佐賀県のあるあるネタで売れたはなわさんは、ショーパブではネタによってウケに波があった。爆笑をかっさらう日もあれば、まったくウケず不貞腐れてステージをハケるときもあった。
プライベートでは結構ぶっ飛んだことする人ではあったが(詳しい内容はとても書けない)、ギリギリのラインで周りをいじって笑わせるのがうまかった。人柄もよく、気難しい人ともうまく付き合っていて、俺もずいぶん可愛がってもらった。
松浦亜弥のモノマネで一世を風靡した前田健さんは、あややの前は松田聖子のネタが十八番だった。暗転中に松田聖子のイントロが流れ、いざ歌い出したら「女装したオッサンじゃねえか」という笑いはテッパン。
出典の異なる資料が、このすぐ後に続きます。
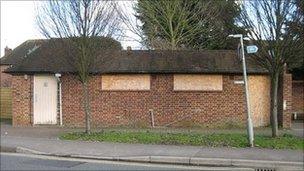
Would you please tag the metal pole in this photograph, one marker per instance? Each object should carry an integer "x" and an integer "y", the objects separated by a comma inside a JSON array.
[{"x": 249, "y": 121}]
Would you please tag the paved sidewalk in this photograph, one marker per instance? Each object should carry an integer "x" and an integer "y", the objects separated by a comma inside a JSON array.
[
  {"x": 104, "y": 149},
  {"x": 43, "y": 140}
]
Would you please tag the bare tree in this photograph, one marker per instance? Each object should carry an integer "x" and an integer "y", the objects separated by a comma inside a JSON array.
[
  {"x": 266, "y": 21},
  {"x": 169, "y": 24},
  {"x": 80, "y": 25}
]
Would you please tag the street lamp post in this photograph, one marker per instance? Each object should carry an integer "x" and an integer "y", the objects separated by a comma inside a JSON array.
[{"x": 249, "y": 121}]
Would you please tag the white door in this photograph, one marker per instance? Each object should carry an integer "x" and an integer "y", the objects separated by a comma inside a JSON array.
[{"x": 45, "y": 99}]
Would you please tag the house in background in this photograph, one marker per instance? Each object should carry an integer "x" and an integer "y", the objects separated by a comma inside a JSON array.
[
  {"x": 180, "y": 88},
  {"x": 13, "y": 57}
]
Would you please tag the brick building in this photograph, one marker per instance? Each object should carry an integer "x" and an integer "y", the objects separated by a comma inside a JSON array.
[
  {"x": 13, "y": 58},
  {"x": 128, "y": 88}
]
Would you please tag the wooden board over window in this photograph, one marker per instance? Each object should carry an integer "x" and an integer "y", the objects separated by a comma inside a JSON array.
[
  {"x": 192, "y": 82},
  {"x": 126, "y": 82}
]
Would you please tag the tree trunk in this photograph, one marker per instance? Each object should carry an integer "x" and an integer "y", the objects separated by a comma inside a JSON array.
[
  {"x": 87, "y": 108},
  {"x": 274, "y": 104}
]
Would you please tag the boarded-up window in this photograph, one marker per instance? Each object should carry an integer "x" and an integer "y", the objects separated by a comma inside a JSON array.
[
  {"x": 186, "y": 82},
  {"x": 126, "y": 82}
]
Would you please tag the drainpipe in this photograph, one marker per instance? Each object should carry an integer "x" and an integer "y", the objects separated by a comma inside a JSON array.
[{"x": 57, "y": 75}]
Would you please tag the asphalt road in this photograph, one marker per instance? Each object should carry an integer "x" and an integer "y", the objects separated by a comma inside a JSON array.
[{"x": 15, "y": 161}]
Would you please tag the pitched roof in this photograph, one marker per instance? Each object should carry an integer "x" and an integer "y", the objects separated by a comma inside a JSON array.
[
  {"x": 53, "y": 60},
  {"x": 21, "y": 52}
]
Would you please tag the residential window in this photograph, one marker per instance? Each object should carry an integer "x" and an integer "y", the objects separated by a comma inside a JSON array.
[
  {"x": 198, "y": 82},
  {"x": 126, "y": 82}
]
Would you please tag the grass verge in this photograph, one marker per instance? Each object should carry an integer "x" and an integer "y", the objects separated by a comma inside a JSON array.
[{"x": 285, "y": 141}]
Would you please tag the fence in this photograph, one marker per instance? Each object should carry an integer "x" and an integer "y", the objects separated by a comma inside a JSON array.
[{"x": 5, "y": 103}]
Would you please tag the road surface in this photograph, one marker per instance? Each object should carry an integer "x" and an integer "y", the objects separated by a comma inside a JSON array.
[{"x": 15, "y": 161}]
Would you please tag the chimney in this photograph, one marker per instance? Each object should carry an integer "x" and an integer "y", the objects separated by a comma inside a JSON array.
[
  {"x": 7, "y": 50},
  {"x": 129, "y": 50}
]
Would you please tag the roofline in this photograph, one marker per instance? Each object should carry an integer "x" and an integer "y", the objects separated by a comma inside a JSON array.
[{"x": 139, "y": 72}]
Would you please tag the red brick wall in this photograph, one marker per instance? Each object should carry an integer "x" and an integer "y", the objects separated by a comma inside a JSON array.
[
  {"x": 297, "y": 96},
  {"x": 5, "y": 79},
  {"x": 132, "y": 107},
  {"x": 287, "y": 99},
  {"x": 22, "y": 100}
]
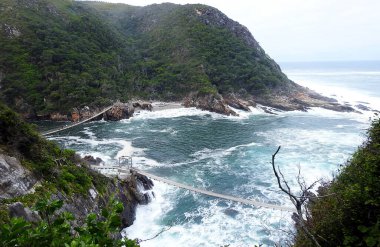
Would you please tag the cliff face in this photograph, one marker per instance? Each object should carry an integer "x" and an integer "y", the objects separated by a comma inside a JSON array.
[
  {"x": 32, "y": 168},
  {"x": 17, "y": 181},
  {"x": 59, "y": 54}
]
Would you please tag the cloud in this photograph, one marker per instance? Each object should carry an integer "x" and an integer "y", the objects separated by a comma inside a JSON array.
[{"x": 299, "y": 30}]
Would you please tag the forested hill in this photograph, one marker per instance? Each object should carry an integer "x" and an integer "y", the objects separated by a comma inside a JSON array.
[{"x": 60, "y": 54}]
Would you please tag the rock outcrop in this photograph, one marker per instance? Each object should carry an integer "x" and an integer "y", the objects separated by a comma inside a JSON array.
[
  {"x": 119, "y": 111},
  {"x": 238, "y": 103},
  {"x": 209, "y": 102},
  {"x": 15, "y": 180}
]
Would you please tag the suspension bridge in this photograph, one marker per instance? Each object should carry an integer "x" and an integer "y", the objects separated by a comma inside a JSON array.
[
  {"x": 49, "y": 132},
  {"x": 121, "y": 172}
]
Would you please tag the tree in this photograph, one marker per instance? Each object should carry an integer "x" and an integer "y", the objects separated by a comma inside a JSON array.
[{"x": 298, "y": 201}]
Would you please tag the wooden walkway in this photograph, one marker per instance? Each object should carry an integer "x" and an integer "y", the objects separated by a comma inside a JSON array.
[
  {"x": 123, "y": 171},
  {"x": 76, "y": 124}
]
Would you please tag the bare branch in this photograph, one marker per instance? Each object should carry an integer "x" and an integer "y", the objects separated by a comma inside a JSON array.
[
  {"x": 297, "y": 201},
  {"x": 155, "y": 236}
]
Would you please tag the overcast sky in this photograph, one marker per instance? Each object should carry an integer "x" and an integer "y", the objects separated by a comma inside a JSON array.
[{"x": 304, "y": 30}]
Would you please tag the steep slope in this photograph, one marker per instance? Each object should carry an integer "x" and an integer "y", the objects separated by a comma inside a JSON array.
[
  {"x": 57, "y": 55},
  {"x": 33, "y": 169},
  {"x": 347, "y": 213}
]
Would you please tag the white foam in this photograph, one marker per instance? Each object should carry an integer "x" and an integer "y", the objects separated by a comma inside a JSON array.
[{"x": 207, "y": 225}]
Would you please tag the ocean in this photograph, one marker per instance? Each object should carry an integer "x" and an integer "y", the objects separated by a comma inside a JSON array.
[{"x": 231, "y": 155}]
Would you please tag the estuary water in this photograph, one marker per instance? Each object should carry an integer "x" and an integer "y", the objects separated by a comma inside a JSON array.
[{"x": 231, "y": 155}]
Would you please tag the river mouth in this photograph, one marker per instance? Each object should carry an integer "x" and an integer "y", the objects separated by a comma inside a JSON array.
[{"x": 227, "y": 155}]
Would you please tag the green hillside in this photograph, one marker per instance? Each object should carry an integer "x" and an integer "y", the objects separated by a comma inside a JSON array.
[
  {"x": 59, "y": 54},
  {"x": 347, "y": 213}
]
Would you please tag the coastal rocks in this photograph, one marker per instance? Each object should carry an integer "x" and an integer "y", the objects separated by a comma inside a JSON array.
[
  {"x": 238, "y": 103},
  {"x": 79, "y": 114},
  {"x": 15, "y": 180},
  {"x": 143, "y": 106},
  {"x": 301, "y": 99},
  {"x": 91, "y": 161},
  {"x": 209, "y": 102},
  {"x": 58, "y": 117},
  {"x": 119, "y": 111},
  {"x": 17, "y": 209}
]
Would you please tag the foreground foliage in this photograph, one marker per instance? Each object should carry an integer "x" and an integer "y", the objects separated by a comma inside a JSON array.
[
  {"x": 349, "y": 214},
  {"x": 57, "y": 229},
  {"x": 61, "y": 169}
]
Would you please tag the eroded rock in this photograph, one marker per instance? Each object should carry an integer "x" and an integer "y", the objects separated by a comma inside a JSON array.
[
  {"x": 15, "y": 180},
  {"x": 119, "y": 111},
  {"x": 209, "y": 102}
]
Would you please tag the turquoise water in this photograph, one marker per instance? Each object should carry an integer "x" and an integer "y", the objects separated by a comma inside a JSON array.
[{"x": 229, "y": 155}]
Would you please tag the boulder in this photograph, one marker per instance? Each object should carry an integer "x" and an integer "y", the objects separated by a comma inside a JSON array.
[
  {"x": 143, "y": 105},
  {"x": 17, "y": 209},
  {"x": 58, "y": 117},
  {"x": 90, "y": 160},
  {"x": 15, "y": 180},
  {"x": 119, "y": 111},
  {"x": 209, "y": 102},
  {"x": 237, "y": 103}
]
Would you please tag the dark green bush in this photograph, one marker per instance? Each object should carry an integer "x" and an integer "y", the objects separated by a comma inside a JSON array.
[
  {"x": 58, "y": 230},
  {"x": 349, "y": 214}
]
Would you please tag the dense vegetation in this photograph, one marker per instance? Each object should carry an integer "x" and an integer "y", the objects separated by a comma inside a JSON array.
[
  {"x": 59, "y": 54},
  {"x": 349, "y": 214},
  {"x": 59, "y": 171},
  {"x": 57, "y": 230}
]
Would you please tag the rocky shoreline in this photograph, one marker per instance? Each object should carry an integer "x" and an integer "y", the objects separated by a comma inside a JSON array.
[
  {"x": 16, "y": 180},
  {"x": 300, "y": 99}
]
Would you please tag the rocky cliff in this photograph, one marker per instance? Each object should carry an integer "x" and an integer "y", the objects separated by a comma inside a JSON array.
[
  {"x": 32, "y": 168},
  {"x": 60, "y": 55}
]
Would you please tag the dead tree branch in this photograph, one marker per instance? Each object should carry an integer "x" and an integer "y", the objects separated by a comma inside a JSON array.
[
  {"x": 155, "y": 236},
  {"x": 298, "y": 201}
]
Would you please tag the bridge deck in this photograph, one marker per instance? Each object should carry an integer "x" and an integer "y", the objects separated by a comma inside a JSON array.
[
  {"x": 210, "y": 193},
  {"x": 76, "y": 124}
]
とはいえ、それでも客にハマらず全く笑いが取れない日もあった。
ホリさんだってそうだ。喋りモノマネの連続ネタを得意としていたが、ウケるときもあれば、そうでない日もあった。
だが、自分とたいして差がないと思っていた3人は、あるときからテレビに引っ張りだこになり、超絶なブレイクを果たす。
これまで売れていく芸人を何人も見てきたが、やはり人(にん:人柄、人となり)が面白い人から売れてゆく。
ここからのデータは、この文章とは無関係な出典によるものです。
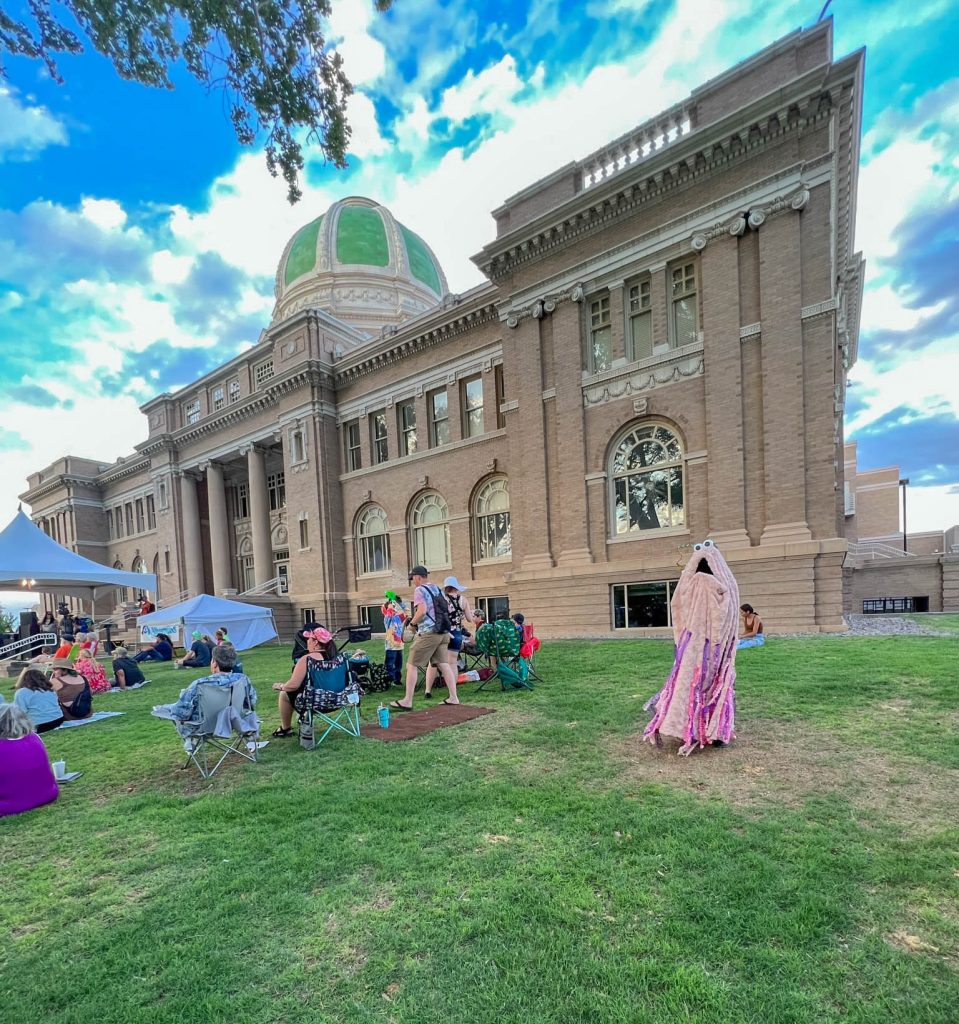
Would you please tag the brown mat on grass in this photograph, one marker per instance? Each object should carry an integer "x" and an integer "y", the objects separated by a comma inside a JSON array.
[{"x": 409, "y": 724}]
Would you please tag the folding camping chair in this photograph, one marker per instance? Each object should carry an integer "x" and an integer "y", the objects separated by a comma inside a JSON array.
[
  {"x": 500, "y": 641},
  {"x": 331, "y": 698},
  {"x": 222, "y": 725}
]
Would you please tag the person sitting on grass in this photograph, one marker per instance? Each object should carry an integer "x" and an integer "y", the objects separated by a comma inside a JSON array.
[
  {"x": 186, "y": 708},
  {"x": 126, "y": 672},
  {"x": 752, "y": 629},
  {"x": 73, "y": 691},
  {"x": 200, "y": 654},
  {"x": 321, "y": 651},
  {"x": 92, "y": 672},
  {"x": 35, "y": 696},
  {"x": 162, "y": 650},
  {"x": 26, "y": 776}
]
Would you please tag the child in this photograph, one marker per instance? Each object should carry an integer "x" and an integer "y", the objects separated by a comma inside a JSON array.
[{"x": 395, "y": 614}]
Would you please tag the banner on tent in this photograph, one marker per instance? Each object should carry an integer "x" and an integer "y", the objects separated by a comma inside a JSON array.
[{"x": 174, "y": 631}]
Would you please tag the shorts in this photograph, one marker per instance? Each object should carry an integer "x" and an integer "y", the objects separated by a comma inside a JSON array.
[{"x": 427, "y": 648}]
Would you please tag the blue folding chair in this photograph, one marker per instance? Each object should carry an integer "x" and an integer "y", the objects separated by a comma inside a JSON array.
[{"x": 330, "y": 700}]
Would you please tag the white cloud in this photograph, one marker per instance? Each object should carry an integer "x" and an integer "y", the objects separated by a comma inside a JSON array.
[{"x": 26, "y": 130}]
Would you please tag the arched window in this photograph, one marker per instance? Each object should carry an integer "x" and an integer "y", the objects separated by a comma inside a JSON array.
[
  {"x": 491, "y": 534},
  {"x": 646, "y": 480},
  {"x": 373, "y": 541},
  {"x": 431, "y": 532}
]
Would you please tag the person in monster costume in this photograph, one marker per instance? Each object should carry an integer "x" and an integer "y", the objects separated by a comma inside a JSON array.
[{"x": 697, "y": 705}]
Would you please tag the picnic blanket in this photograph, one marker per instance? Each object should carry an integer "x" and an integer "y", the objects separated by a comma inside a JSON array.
[{"x": 95, "y": 717}]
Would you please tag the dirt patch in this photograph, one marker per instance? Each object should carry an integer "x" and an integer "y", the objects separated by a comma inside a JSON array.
[{"x": 773, "y": 763}]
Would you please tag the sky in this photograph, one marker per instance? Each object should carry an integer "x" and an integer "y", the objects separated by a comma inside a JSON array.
[{"x": 138, "y": 241}]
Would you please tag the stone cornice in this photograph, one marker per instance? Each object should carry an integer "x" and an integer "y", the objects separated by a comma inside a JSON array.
[
  {"x": 400, "y": 348},
  {"x": 704, "y": 152}
]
また、モノマネで売れる人は観察力や耳がとてもいいという共通点がある。旬な人の見つけ方や、仕草や喋り方を切り取る目線がやはり優れていると思ったし、前健さんやホリさんのモノマネには、鋭い観察力とオリジナリティがあった。
売れてからの3人はとにかく忙しそうだったが、周りに対しての態度はそれまでと全く変わらなかった。俺が見てきて思うのは、売れて変わるのは本人ではなく周りだ。今まで通りに暮らしていても、売れっ子という色眼鏡で見られてしまう。
たとえば、前健さんはオネエらしく、辛口な意見を人を選ばずズバズバ言うタイプだったけど、売れてから「前健はテングだ」「売れて変わった」と言われているのを耳にした。いやいや、あの人は売れてない頃からズバズバ言うタイプだったから! あの人は何も変わってないし、俺からすれば変わったのは周りだよ。疲れてて元気がなかっただけなのに「愛想がなくなった」と言われる売れっ子も大変だ。